Although based on simple principles, Newcomen's engine was rather complex and showed signs of incremental development, problems being empirically addressed as they arose. It consisted of a boiler A, usually a haystack boiler, situated directly below the cylinder. This produced large quantities of very low pressure steam, no more than 1 - 2 psi (0.07 - 0.14 bar) - the maximum allowable pressure for a boiler that in earlier versions was made of copper with a domed top of lead and later entirely assembled from small riveted iron plates. The action of the engine was transmitted through a rocking Great balanced Beam the fulcrum E of which rested on the very solid end-gable wall of the purpose-built engine house with the pump side projecting outside of the building, the engine being located in-house. The pump rods were slung by a chain from the arch-head F of the great beam. From the in-house arch-head D was suspended a piston P working in a cylinder B, the top end of which was open to the atmosphere above the piston and the bottom end closed, apart from the short admission pipe connecting the cylinder to the boiler; early cylinders were made of cast brass, but cast iron was soon found more effective and much cheaper to produce. The piston was surrounded by a seal in the form of a leather ring, but as the cylinder bore was finished by hand and not absolutely true, a layer of water had to be constantly maintained on top of the piston. Installed high up in the engine house was a water tank C (or header tank) fed by a small in-house pump slung from a smaller arch-head.

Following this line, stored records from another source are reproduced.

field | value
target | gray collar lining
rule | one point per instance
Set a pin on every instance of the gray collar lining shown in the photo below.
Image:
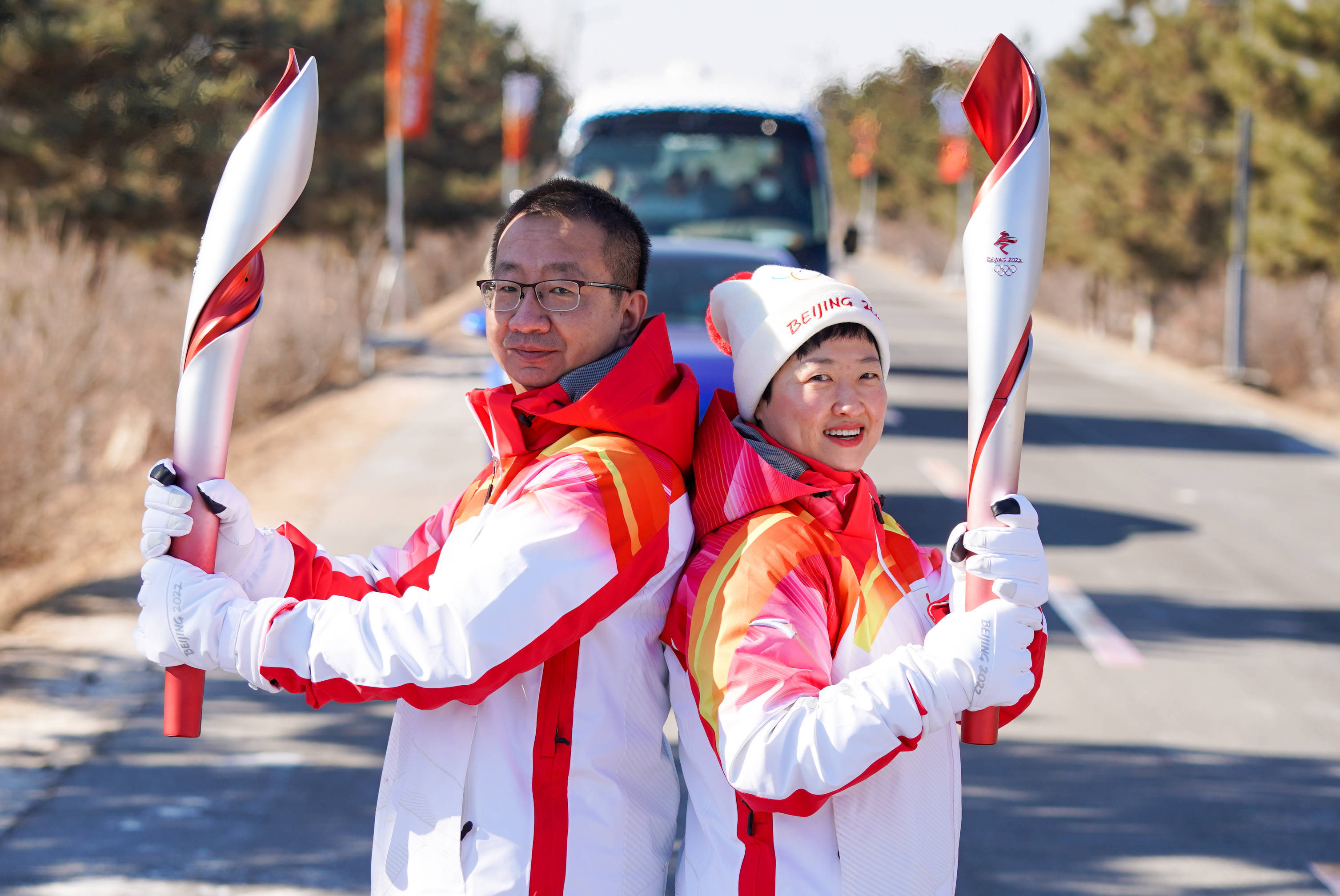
(782, 461)
(578, 382)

The header tank supplied cold water under pressure via a stand-pipe for condensing the steam in the cylinder with a small branch supplying the cylinder-sealing water; at each top stroke of the piston excess warm sealing water overflowed down two pipes, one to the in-house well and the other to feed the boiler by gravity.

Operation
The pump equipment was heavier than the steam piston, so that the position of the beam at rest was pump-side down/engine-side up. When the regulator valve V was opened, steam was let out of the boiler filling the space in the cylinder beneath the piston. The regulator valve was then closed and the water injection valve V' briefly snapped open and shut sending a spray of cold water into the cylinder. This condensed the steam and created a partial vacuum under the piston. Pressure differential with the atmosphere then drove the piston down making the power stroke whilst raising the pump gear. Steam was then readmitted, driving the condensate down the sinking pipe and destroying the vacuum by pushing on a release valve snifter valve that opened to atmosphere. Meanwhile, the weight of the pump returned the beam to its initial position whilst driving the water up from the mine. This cycle was repeated around 12 times per minute.

Automation
In early versions the valves or plugs as they were then called, were operated manually by the plug man but the repetitive action demanded precise timing, making automatic action desirable. This was obtained by means of a plug tree which was a beam suspended vertically alongside the cylinder from a small arch head by crossed chains its function being to open and close the valves automatically when the beam reached certain positions, by means of tappets and escapement mechanisms using weights. On the 1712 engine, the water feed pump was attached to the bottom of the plug tree, but later engines had the pump outside suspended from a separate small arch-head. There is a common legend that in 1713

a cock boy named Humphrey Potter, whose duty it was to open and shut the valves of an engine he attended, made the engine self-acting by causing the beam itself to open and close the valves by suitable cords and catches (known as the "potter cord"); however the plug tree device (the first form of valve gear) was very likely established practice before 1715 and is clearly depicted in the earliest known images of Newcomen engines by Henry Beighton 1717 (believed by Hulse to depict the 1714 Griff colliery engine) and by Thomas Barney (1719) (depicting the 1712 Dudley Castle engine). Because of the very heavy steam demands, the engine had to be periodically stopped and restarted, but even this process was automated by means of a buoy rising and falling in a vertical stand pipe fixed to the boiler (the first pressure gauge?). The buoy was attached to the scoggen, a weighted lever that worked a stop blocking the water injection valve shut until more steam had been raised.

Pumps
Most images show only the engine side, giving no information on the pumps. Current opinion is that at least on the early engines, dead-weight force pumps were used, the work of the engine being solely to lift the pump side ready for the next downwards pump stroke. This is the arrangement used for the Dudley Castle replica which effectively works at the original stated rate of 12 strokes per minute/10 gallons (54.6litres) lifted per stroke. The later Watt engines worked lift pumps powered by the engine stroke and it may be that later versions of the Newcomen engine did so too.